# Embroidering Names on Christmas Stockings



## joshprewitt (Aug 2, 2009)

I'm very new to embroidery with a used toyota 9000. I've done shirts just fine and my sister brought me some Christmas stockings to put the family member's names on. After playing with it for a little bit I realized you have to turn the stocking inside out and flip the design 180 degrees. My problem is I didn't consider clearance. The name fits in the hoop just fine, but when it gets to the end of the name the stitch plate butts up to the side of the stocking and knocks the whole thing out of the hoop.

I could make the name smaller, but it is pretty small as it is.

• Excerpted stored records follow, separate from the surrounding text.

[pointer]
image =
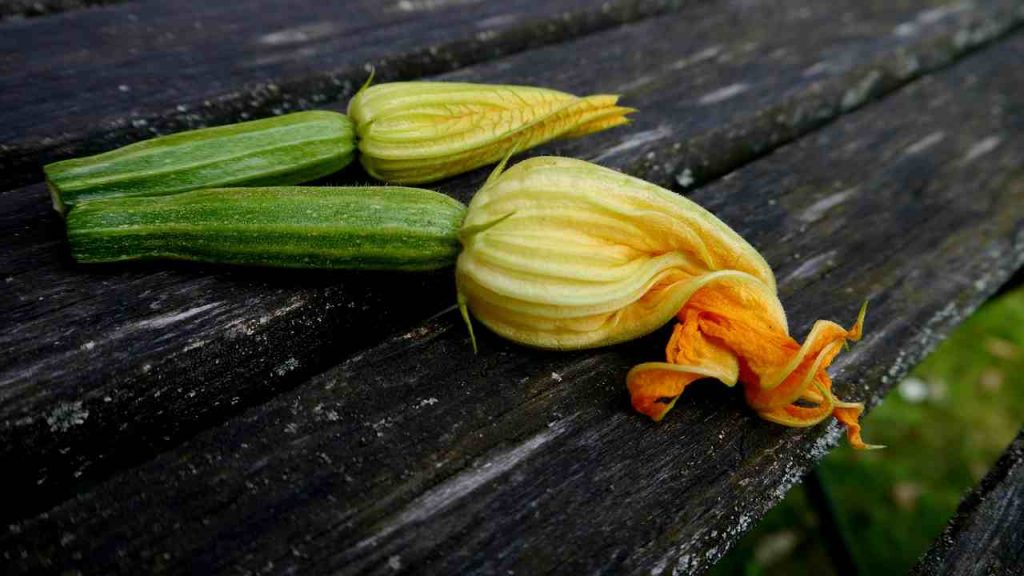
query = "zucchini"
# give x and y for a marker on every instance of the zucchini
(285, 150)
(376, 228)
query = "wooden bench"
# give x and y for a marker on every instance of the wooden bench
(204, 419)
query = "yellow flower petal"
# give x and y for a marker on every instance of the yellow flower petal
(560, 253)
(414, 132)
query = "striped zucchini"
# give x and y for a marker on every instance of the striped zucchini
(385, 228)
(286, 150)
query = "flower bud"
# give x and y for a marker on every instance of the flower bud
(560, 253)
(415, 132)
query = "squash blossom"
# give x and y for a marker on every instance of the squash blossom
(560, 253)
(415, 132)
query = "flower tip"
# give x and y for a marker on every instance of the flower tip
(653, 407)
(858, 327)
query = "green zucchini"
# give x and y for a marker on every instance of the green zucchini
(281, 151)
(376, 228)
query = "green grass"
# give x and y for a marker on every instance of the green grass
(944, 425)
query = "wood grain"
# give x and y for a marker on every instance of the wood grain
(985, 538)
(31, 8)
(419, 456)
(103, 367)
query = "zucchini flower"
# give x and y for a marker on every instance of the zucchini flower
(560, 253)
(415, 132)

How does everyone else do stockings?!?


----------



## lizziemaxine (Nov 14, 2007)

I use Fast Frames with a sticky backing.


----------



## curtrnev (May 28, 2007)

Slimline here no glue


----------



## lizziemaxine (Nov 14, 2007)

curtrnev said:


> Slimline here no glue


Someone new to embroidery probably has no clue what you mean.


----------



## curtrnev (May 28, 2007)

Here is a link
SLIM LINE


----------



## Liberty (Jul 18, 2006)

We also use the hooptech TCS. We've also done vertical names using the tajima small cylindrical hoops.

tis the season...


----------



## joshprewitt (Aug 2, 2009)

Thanks everyone! Looks like I will need to invest in some slimline hoops to be able to do stockings well! I just opened my shop (screen printing and embroidery) and am sure I will be having people bring in stockings soon.


----------



## jwininger (Sep 18, 2008)

yea fast frames. and a sticky backing from madeira


----------



## superpunch.com (Nov 8, 2009)

embroidery adhesive backing will help a lot.
Johnny


----------



## AndTees (Jul 6, 2009)

If the stockings are fuzzy you need a topping too.


----------



## lizziemaxine (Nov 14, 2007)

joshprewitt said:


> Thanks everyone! Looks like I will need to invest in some slimline hoops to be able to do stockings well! I just opened my shop (screen printing and embroidery) and am sure I will be having people bring in stockings soon.


If you have to choose, I would buy Fast Frames first, then buy the Slimline hoops. I have found there are more things I can do with my Fast Frames than I can do with my clamps.


----------



## lizziemaxine (Nov 14, 2007)

AndTees said:


> If the stockings are fuzzy you need a topping too.


Or, you can digitize a light cross hatch pattern, then place the name on top. Stitch the cross hatch in the same color thread as the cuff. This will hold down the fluffy stuff so the name will stand out.
Topping is good also but can get messy to remove.


----------



## LUV DEM TIGERS (Jul 25, 2008)

I use Fast Frames. They are more versatile. Also, if you use the sticky from RNK distributing, you won't have the adhesive buildup like others leave.


----------



## deChez (Nov 10, 2007)

I used the hoop tech clamps....no need for sticky backing, just placed a piece of tear away in the clamp under the fabric.


----------